I honestly don't know. This is where I'm relying on your guy's expertise.
 

·
11 second street truck
Joined
·
10,492 Posts
All lightnings are windsor engines so they all have press on cam gears. If it were me i would just use the stock cams for what u are goin to b doing with ur truck.
Mine were not press on....
 

·
Registered
Joined
·
77 Posts
Maybe at somepoint in ur trucks life it had romeo cams installed? Im not sure but the book says all lightnings have a windsor 5.4 which is a press on cam gear.
 

·
Registered
Joined
·
77 Posts
Post a pic of the lobes and close up pic of the teeth. But any aftermarket cam for a modular is goin to loose lowend torque unless its a custom grind from what i have found. I would def replace the valve springs no matter what.
 

·
Registered
Joined
·
61 Posts
Discussion Starter #100 (Edited)
I spoke with a friend of a friend who currently works at Ford about this. His reply was this.
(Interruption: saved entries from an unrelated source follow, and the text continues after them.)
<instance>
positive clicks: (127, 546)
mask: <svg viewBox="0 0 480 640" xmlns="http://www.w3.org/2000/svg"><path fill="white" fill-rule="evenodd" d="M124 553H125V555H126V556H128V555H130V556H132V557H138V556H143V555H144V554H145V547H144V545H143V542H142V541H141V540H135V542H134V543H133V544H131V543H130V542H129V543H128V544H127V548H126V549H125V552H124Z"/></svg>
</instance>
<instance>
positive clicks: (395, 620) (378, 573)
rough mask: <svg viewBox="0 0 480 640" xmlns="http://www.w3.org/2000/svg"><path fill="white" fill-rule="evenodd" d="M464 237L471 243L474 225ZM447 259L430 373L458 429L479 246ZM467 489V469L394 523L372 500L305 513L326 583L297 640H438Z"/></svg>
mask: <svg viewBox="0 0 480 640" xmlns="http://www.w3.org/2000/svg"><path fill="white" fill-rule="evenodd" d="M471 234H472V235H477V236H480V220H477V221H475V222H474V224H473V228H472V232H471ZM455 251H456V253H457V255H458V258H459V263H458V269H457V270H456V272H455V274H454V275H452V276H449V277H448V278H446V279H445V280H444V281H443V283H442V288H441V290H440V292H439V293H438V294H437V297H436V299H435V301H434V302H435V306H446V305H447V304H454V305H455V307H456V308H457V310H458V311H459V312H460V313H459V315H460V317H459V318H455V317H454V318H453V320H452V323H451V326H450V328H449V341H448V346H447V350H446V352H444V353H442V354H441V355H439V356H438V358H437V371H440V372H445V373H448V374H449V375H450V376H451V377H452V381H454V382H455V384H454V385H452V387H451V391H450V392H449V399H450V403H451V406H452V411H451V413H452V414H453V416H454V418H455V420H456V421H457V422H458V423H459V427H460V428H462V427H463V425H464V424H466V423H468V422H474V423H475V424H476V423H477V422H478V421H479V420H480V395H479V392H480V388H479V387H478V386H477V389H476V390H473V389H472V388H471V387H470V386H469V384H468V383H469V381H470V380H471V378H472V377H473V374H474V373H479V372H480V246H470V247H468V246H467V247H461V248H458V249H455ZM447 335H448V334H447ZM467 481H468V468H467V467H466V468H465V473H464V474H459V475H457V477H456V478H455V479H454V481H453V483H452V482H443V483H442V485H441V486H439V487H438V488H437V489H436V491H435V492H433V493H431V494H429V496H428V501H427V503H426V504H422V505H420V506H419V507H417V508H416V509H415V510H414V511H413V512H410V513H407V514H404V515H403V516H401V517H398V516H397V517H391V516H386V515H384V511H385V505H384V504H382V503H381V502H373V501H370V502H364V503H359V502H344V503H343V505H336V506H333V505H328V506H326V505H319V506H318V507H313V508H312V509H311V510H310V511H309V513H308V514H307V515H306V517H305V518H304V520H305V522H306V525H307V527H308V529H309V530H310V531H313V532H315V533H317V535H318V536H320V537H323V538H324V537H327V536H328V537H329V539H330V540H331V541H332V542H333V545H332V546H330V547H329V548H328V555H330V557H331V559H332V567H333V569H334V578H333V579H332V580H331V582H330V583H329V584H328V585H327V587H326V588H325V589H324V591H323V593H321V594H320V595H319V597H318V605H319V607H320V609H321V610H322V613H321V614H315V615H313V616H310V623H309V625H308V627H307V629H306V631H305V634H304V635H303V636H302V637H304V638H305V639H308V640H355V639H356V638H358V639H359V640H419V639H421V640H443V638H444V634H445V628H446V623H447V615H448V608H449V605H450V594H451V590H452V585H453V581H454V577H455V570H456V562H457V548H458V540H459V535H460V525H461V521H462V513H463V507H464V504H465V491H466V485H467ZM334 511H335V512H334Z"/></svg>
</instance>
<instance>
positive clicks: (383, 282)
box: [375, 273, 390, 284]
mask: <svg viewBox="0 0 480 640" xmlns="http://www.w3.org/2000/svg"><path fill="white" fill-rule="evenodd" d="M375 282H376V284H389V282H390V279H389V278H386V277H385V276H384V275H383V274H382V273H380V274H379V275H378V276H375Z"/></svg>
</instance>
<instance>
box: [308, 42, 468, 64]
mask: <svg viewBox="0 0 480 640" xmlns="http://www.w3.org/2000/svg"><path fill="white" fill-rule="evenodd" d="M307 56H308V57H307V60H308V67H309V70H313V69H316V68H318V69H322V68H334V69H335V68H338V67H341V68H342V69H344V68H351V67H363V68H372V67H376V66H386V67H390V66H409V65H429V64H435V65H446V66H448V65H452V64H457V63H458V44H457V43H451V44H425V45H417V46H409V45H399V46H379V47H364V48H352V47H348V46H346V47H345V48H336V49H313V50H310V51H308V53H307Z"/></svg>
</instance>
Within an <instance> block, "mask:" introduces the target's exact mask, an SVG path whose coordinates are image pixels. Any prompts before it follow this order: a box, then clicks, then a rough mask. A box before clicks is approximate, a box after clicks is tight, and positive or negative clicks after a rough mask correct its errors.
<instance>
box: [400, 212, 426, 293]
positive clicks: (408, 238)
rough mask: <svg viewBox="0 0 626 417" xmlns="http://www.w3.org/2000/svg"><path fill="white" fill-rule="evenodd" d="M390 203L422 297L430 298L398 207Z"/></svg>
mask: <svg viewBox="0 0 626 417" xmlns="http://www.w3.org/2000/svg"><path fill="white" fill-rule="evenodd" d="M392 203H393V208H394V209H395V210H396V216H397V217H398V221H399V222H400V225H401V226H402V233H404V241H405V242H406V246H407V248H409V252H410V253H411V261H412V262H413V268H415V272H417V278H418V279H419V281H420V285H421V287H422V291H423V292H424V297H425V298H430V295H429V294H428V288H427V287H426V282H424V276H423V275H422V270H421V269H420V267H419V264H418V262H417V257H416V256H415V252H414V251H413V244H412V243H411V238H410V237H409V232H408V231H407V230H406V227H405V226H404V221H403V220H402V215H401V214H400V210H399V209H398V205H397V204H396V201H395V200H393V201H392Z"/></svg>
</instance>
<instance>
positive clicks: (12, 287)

Most of our engines are designed for 150k miles anymore. It may have been more or less back in '03. I don't know. Whether the sprockets are good or not is a crapshoot. A person would need to really visually inspect them to see if they have worn out. But at the same time, I would expect the camshaft lobes to wear out way faster than the sprockets anyways, no matter what the life of the vehicle was like.
That was something I hadn't thought of at all. Even if the sprockets are good, I may not have the full lift or profile anymore on my camshafts. That certainly needs to be considered on an engine that's likely over twice the original design life.